Vorteile:Das Buch bietet eine einzigartige psychiatrische Perspektive mit persönlichen Geschichten, ist gut recherchiert mit wissenschaftlichen und philosophischen Erkenntnissen und liefert rationale Werkzeuge, um den Sinn des Lebens zu verstehen, ohne sich auf die Religion zu verlassen. Viele Leser fanden es erhellend, anregend und eine transformative Lektüre, die existenzielle Fragen mit Bedacht angeht.
Nachteile:Kritiker bemängeln, dass es dem Buch an Tiefe fehlt und es keine ausgewogene Sicht auf religiöse Überzeugungen bietet, sondern eher propagandistisch wirkt. Manche finden Teile des Buches trocken, wenn sie nicht an Psychologie interessiert sind, und es gibt Kommentare, dass es weniger inspirierend ist als erwartet.

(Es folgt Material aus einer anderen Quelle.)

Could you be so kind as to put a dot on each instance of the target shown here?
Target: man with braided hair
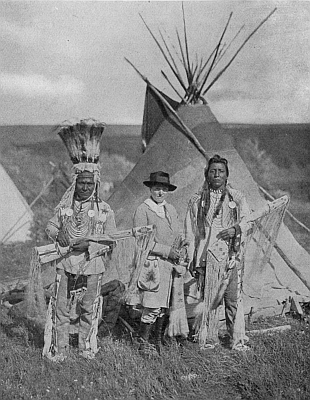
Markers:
(79, 218)
(216, 226)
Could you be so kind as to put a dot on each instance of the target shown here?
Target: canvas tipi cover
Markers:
(287, 273)
(15, 214)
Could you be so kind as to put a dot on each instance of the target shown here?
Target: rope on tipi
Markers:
(266, 223)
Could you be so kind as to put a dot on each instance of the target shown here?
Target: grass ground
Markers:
(276, 367)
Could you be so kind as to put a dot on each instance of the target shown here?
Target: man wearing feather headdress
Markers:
(216, 226)
(79, 217)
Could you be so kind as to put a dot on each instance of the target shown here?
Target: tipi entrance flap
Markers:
(16, 216)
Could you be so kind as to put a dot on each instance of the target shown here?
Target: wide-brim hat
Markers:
(160, 178)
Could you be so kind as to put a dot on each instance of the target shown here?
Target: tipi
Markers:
(15, 214)
(178, 138)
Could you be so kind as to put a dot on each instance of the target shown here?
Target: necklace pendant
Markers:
(91, 213)
(232, 205)
(69, 212)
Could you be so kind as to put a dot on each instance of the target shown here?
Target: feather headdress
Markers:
(82, 139)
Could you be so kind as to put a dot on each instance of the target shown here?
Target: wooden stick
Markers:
(185, 39)
(165, 56)
(271, 330)
(175, 90)
(237, 52)
(172, 59)
(186, 130)
(215, 55)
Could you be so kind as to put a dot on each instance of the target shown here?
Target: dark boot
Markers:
(145, 346)
(159, 332)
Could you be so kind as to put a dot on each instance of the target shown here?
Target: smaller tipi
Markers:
(15, 214)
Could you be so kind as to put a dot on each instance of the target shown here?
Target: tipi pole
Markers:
(288, 213)
(12, 230)
(186, 131)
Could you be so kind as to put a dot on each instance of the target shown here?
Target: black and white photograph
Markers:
(155, 200)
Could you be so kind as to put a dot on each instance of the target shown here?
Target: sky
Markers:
(64, 60)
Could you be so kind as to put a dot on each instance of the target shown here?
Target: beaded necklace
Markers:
(79, 220)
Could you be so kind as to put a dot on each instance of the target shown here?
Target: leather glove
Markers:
(180, 269)
(81, 246)
(174, 255)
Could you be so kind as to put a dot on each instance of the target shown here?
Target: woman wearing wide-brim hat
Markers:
(162, 267)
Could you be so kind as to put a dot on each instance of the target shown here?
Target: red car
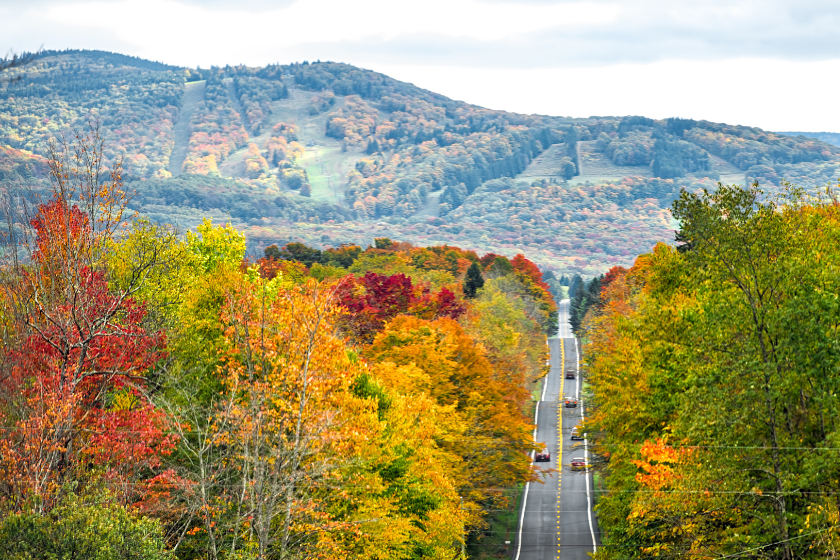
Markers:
(578, 464)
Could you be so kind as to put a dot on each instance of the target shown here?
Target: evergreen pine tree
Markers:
(473, 281)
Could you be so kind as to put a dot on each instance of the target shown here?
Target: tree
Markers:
(74, 387)
(83, 527)
(473, 281)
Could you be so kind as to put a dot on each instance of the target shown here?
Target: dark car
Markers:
(578, 464)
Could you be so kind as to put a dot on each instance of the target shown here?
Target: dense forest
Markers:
(167, 396)
(713, 368)
(415, 160)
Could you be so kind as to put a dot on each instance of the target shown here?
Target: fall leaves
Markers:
(348, 403)
(712, 369)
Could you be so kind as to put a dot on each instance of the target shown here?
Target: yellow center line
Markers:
(561, 402)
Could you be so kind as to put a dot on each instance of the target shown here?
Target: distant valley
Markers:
(326, 153)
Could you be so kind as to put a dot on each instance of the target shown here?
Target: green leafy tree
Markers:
(474, 281)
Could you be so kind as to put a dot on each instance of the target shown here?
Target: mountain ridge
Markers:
(326, 152)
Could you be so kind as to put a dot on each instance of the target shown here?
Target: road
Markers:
(556, 520)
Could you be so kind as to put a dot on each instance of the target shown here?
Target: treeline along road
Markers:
(556, 519)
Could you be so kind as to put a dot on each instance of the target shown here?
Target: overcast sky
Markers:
(768, 63)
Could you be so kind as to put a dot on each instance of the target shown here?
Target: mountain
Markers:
(830, 137)
(326, 153)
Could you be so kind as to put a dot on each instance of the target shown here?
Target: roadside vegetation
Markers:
(714, 367)
(163, 396)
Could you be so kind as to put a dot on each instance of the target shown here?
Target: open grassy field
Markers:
(325, 161)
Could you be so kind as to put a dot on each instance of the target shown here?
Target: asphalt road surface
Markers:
(557, 521)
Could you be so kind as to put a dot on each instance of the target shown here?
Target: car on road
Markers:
(578, 464)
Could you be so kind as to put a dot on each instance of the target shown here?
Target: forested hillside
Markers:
(165, 396)
(382, 157)
(713, 366)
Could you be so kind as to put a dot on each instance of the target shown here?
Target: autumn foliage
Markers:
(345, 403)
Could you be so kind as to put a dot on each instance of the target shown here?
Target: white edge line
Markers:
(585, 452)
(528, 484)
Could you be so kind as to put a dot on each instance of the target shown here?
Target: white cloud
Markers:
(771, 94)
(161, 26)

(basierend auf 19 Leserbewertungen)
Finding Purpose in a Godless World: Why We Care Even If the Universe Doesn't
Ein Psychiater legt ein überzeugendes Argument dafür vor, wie menschliche Ziele und Fürsorge in einem spontanen und ungesteuerten Universum entstanden sind.
Kann es einen Sinn ohne Gott geben? In diesem Buch geht es darum, wie menschliche Absicht und Fürsorge, wie das Bewusstsein und absolut alles andere in der Welt, plausibel in einem spontanen Universum ungesteuert und von unten nach oben entstanden sein könnten.
Eine zufällige Welt - die nach allen wissenschaftlichen Erkenntnissen und trotz unserer Intuition die Welt ist, in der wir leben - wird allzu oft als nihilistisch, demotivierend oder ohne Moral und Sinn missverstanden. Auf der Grundlage jahrelanger, umfassender und intensiver klinischer Erfahrung als Psychiater und seiner eigenen familiären Erfahrung mit Krebs hilft Dr. Lewis den Lesern zu verstehen, wie Menschen mit zufälligen Widrigkeiten umgehen, ohne sich auf übernatürlichen Glauben zu verlassen. Wie er erklärt, ist die Auseinandersetzung mit dem Zufall zwar oft beängstigend, kann aber auch befreiend und ermutigend sein.
Lewis' Buch richtet sich an alle, die sich eine wissenschaftlich fundierte und dennoch humanistische Sicht der Welt wünschen, und untersucht, wie die Wissenschaft in die großen Fragen eindringt, die Religion und Philosophie beschäftigen. Er zeigt, wie unser Sinn für Zweck und Bedeutung mit der falschen Vorstellung verwoben ist, dass die Ereignisse in unserem Leben aus einem bestimmten kosmischen Grund geschehen und dass das Universum selbst einen inhärenten Zweck hat. Er räumt mit dieser Illusion auf und integriert die Erkenntnisse zahlreicher wissenschaftlicher Disziplinen, um zu zeigen, dass nicht nur das Universum, das Leben und das Bewusstsein, sondern auch Sinn, Moral und Bedeutung tatsächlich spontan und ungesteuert entstanden sein könnten. Es gibt überzeugende Beweise dafür, dass sich diese Qualitäten auf natürliche und unerklärliche Weise, biologisch und kulturell, im Menschen als bewusstes, zielgerichtetes soziales Tier entwickelt haben.
Der Autor erkennt zwar den sozialen und psychologischen Wert fortschrittlicher Formen der Religion an, übt aber auch respektvolle Kritik an den ausgefeiltesten theistischen Argumenten für ein zweckmäßiges Universum. Stattdessen bietet er eine evidenzbasierte, realistische und dennoch optimistische und einfühlsame Perspektive. Dieses Buch wird den Menschen helfen, die wissenschaftliche Weltsicht eines ungesteuerten, spontanen Universums als ehrfurchtgebietend und grundlegend für den Aufbau einer mitfühlenderen Gesellschaft zu betrachten.